The Gospel lesson goes on, and Jesus says those famous comforting words: “Come to me, all you that are weary and are carrying heavy burdens, and I will give you rest. Take my yoke upon you, and learn from me; for I am gentle and humble in heart, and you will find rest for your souls. For my yoke is easy, and my burden is light.”
Jesus invites us to share his yoke, to be part of his team of oxen pulling the plow. The pair of oxen pull together to make the straight furrow in the soil. They are dependent on each other; they share in the work together; they walk the same direction together. And they know that if they try to pull in different directions, the field isn’t getting plowed.
On this Dependence Day, I invite you to celebrate all the ways we are dependent on one another – in our families, in our communities, in this country, and in this world. Thank your parent or spouse or sibling or friend or neighbor for the ways you depend on them. Find an item in your house you use everyday and try to trace its lineage. How many people do you think had a hand in its creation? I promise you that something as simple as your toothbrush will involve such an intricate web of dependence (really, interdependence) that you won’t be able to fathom it.
Independence is a good thing. I’m not knocking yesterday’s celebration. But independence and dependence are not mutually exclusive.

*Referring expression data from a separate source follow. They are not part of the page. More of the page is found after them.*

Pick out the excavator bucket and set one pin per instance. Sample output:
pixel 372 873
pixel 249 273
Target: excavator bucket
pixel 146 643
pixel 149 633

In fact, one of the great things about independence is that it gives us the freedom to choose community interest over self-interest, to choose to be part of a whole. In his letter to the Galatians, St. Paul says this very thing: “You were called to freedom, brothers and sisters; only don’t let this freedom be an opportunity to indulge your selfish impulses, but serve each other through love” (5:13 CEB).
I’ll finish this morning’s Declaration of Dependence with some wise words from Presiding Bishop Michael Curry. In his Pentecost sermon, Bishop Curry said this: “And it’s interesting, when you put the face mask on, it’s not fun to wear… It’s a small inconvenience, a little sacrifice that actually may be a symbol of what it means to love. And the possible miracle could be that if I wear [it] to protect you from me, and you wear it to protect me from you, or the virus within you, we get protected and we all win. And that is the power of love.”
So, happy Dependence Day. Amen.
Banner image is detail from the Declaration of Independence. If you look closely it includes some of the words I quoted from the last paragraph of the document.
* This is something my father says all the time.
One thought on “Dependence Day”
This post really spoke to me on so many levels. I am glad to know that you are shepherding St Mark’s at this mythical time. My dad, Robert Schneider, would be proud.